I also deduced from previous experience (knowledge) that there might be a kernel of truth in that error message. That being it was very likely to be out of some resource or other. The other primary consumable resources are CPU cycles and disk space.
This did not seem like a CPU problem, so I observed disk space using the df command which showed that the /var filesystem was full. I deduced that the full filesystem was the cause of the problem.
All of our systems were kickstarted with a /var filesystem of 1.5GB. Our policy was to install application programs in /opt which is where the ones we tested are designed to be installed.
I discussed this with the tester and was told that he had indeed installed the application in /var. I told him to uninstall from /var and install the application in /opt where it belonged. After taking this action, I had him test the corrective application by performing the operation that had previously failed. The test was successful and the problem solved.

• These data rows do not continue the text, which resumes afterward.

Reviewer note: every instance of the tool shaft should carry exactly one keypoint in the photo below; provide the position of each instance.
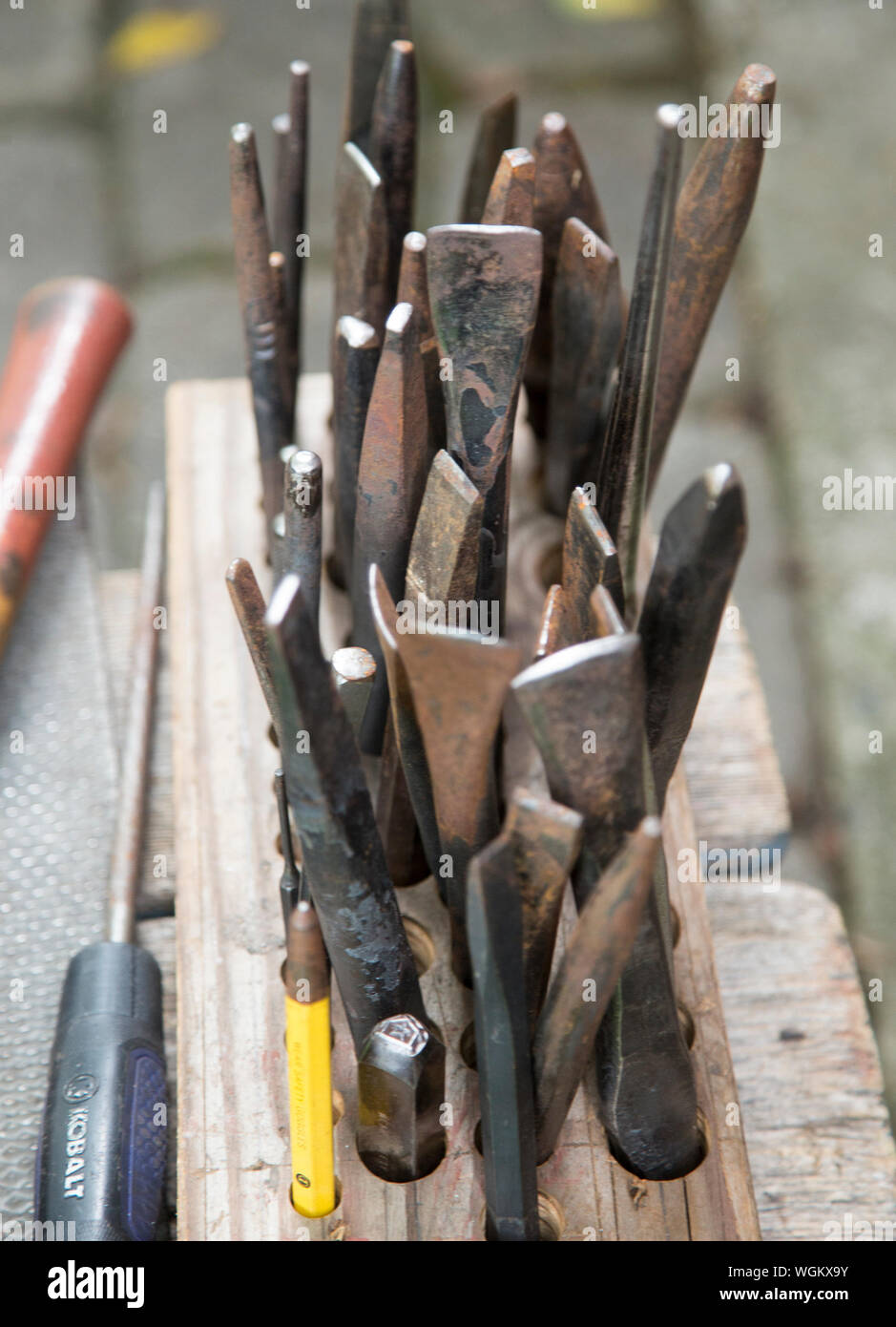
(123, 878)
(343, 856)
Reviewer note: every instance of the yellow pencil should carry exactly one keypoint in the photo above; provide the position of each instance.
(306, 979)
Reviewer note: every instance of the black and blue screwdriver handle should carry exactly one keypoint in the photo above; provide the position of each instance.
(104, 1139)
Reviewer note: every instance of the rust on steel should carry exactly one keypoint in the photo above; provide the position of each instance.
(497, 130)
(306, 957)
(589, 558)
(354, 368)
(361, 242)
(552, 626)
(251, 608)
(595, 953)
(503, 1057)
(401, 1094)
(407, 735)
(391, 479)
(442, 568)
(511, 197)
(354, 670)
(588, 324)
(585, 708)
(302, 516)
(622, 479)
(343, 856)
(443, 558)
(392, 147)
(290, 193)
(125, 865)
(258, 291)
(290, 878)
(377, 26)
(484, 285)
(414, 288)
(606, 619)
(562, 189)
(711, 217)
(288, 385)
(459, 683)
(542, 840)
(700, 547)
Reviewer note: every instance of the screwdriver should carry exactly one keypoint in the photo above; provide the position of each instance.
(104, 1135)
(306, 979)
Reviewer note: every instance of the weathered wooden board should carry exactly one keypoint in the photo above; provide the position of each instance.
(807, 1068)
(234, 1150)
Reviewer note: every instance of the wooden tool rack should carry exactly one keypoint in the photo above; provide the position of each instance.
(234, 1144)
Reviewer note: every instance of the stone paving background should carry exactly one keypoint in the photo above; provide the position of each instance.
(809, 312)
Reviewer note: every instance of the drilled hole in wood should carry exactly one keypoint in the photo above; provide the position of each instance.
(337, 1188)
(551, 565)
(687, 1024)
(677, 925)
(552, 1220)
(668, 1179)
(421, 942)
(333, 572)
(384, 1166)
(467, 1046)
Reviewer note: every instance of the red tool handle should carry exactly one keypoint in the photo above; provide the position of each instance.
(67, 339)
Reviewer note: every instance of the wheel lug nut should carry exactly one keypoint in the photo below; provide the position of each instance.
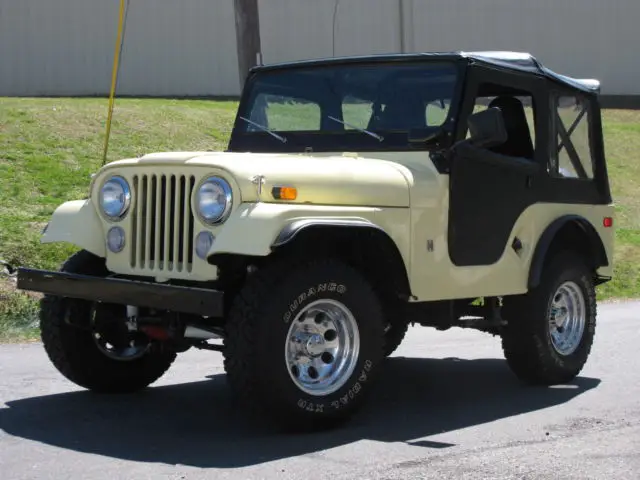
(327, 357)
(330, 335)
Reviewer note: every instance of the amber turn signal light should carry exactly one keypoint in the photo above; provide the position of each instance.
(284, 193)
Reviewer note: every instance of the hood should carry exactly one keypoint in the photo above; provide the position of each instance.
(320, 179)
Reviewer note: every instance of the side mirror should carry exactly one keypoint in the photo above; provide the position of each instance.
(487, 128)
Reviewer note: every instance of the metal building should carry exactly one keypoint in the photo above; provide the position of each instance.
(188, 48)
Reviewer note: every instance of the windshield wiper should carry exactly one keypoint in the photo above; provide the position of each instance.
(374, 135)
(265, 129)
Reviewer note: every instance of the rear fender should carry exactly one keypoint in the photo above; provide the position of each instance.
(76, 223)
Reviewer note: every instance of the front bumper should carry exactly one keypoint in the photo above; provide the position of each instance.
(192, 300)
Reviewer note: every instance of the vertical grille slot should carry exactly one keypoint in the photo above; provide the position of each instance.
(162, 223)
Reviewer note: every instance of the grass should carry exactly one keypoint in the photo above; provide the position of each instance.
(49, 148)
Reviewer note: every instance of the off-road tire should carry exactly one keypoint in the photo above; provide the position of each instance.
(394, 337)
(257, 328)
(74, 353)
(526, 340)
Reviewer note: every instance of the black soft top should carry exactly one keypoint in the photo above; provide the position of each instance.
(518, 61)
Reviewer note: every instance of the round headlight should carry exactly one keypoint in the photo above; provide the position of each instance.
(214, 200)
(115, 197)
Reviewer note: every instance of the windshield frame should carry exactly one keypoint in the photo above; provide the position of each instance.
(352, 140)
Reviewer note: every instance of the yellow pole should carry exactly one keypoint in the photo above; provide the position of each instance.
(114, 77)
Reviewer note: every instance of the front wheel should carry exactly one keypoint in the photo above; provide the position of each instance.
(551, 329)
(304, 343)
(91, 345)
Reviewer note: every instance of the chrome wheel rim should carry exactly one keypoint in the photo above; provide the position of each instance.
(322, 347)
(567, 318)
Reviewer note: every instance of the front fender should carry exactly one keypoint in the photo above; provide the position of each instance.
(77, 223)
(253, 229)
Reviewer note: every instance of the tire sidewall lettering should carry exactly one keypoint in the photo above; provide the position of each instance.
(310, 294)
(353, 389)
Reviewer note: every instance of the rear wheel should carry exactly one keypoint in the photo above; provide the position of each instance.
(551, 329)
(91, 346)
(304, 343)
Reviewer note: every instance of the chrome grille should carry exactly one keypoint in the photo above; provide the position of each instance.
(162, 223)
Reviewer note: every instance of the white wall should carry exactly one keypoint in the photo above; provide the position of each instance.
(580, 38)
(187, 47)
(65, 47)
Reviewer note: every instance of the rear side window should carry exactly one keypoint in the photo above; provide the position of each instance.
(572, 153)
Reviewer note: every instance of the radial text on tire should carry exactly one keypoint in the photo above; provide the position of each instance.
(304, 342)
(551, 329)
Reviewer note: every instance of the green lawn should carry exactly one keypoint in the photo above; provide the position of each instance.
(49, 148)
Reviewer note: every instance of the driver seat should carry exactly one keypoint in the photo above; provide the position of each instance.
(519, 143)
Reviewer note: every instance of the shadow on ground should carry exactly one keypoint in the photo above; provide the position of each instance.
(196, 424)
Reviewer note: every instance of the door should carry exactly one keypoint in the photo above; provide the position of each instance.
(491, 188)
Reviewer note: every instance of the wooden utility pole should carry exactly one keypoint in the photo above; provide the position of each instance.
(247, 35)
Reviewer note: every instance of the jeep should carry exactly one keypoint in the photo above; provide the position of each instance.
(357, 196)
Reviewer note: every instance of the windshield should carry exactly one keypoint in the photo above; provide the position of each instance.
(344, 107)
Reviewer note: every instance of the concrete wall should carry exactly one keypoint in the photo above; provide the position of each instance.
(187, 47)
(65, 47)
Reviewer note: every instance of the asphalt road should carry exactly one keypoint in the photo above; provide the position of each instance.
(446, 407)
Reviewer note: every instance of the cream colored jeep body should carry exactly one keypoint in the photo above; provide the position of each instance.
(357, 196)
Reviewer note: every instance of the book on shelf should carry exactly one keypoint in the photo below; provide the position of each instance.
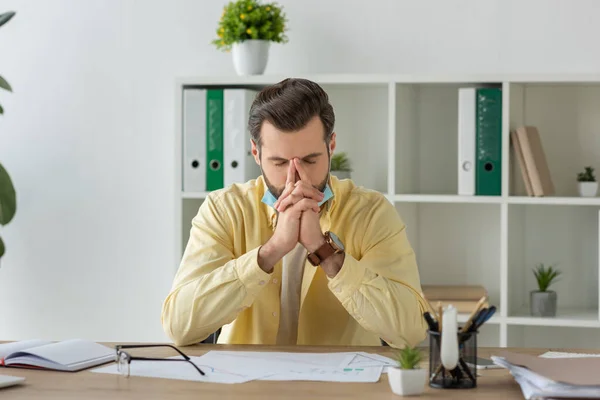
(463, 297)
(529, 152)
(215, 138)
(480, 141)
(68, 355)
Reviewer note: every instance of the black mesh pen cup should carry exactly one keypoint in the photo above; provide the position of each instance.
(464, 375)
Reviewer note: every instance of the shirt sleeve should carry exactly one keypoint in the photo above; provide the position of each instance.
(381, 290)
(211, 287)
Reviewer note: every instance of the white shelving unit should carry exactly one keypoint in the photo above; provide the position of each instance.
(400, 132)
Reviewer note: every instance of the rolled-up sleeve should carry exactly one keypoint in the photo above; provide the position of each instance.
(210, 287)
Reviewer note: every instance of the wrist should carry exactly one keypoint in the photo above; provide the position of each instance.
(315, 244)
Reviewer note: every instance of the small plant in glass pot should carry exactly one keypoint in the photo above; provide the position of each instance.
(587, 185)
(543, 301)
(341, 166)
(408, 378)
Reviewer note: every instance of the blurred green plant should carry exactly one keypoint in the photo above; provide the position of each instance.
(545, 276)
(340, 162)
(409, 357)
(587, 175)
(250, 19)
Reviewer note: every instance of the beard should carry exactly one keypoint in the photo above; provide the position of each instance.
(275, 191)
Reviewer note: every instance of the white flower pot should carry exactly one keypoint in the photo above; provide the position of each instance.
(588, 189)
(407, 382)
(250, 56)
(341, 174)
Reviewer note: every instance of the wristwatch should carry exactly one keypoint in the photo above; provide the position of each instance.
(332, 245)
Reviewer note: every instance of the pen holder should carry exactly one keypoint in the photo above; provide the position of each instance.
(464, 375)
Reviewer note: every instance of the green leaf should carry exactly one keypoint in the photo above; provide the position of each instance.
(4, 84)
(4, 18)
(8, 198)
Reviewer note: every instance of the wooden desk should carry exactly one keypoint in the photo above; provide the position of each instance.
(493, 384)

As you work through a problem it will be necessary to loop back through at least some of the steps. If, for example, performing a given corrective action does not resolve the problem, you may need to try another action or you may need to go back to the observation step and gather more information about the problem.
Analyze your process
I have been teaching people to repair both hardware and software for many years. I think that many of us use some form of problem solving process whether it has been formalized or not. When I was taught about this process it enabled me to understand when and where it was breaking down for me as I worked to solve problems. That allowed me to analyze where I was going wrong and to get back on track.
Your process may be different, and you may not realize that you actually have a describable and repeatable process. But, if you are successful at solving computer problems, you do. Awareness of that process, whatever it may be for you, can help you in resolving future problems.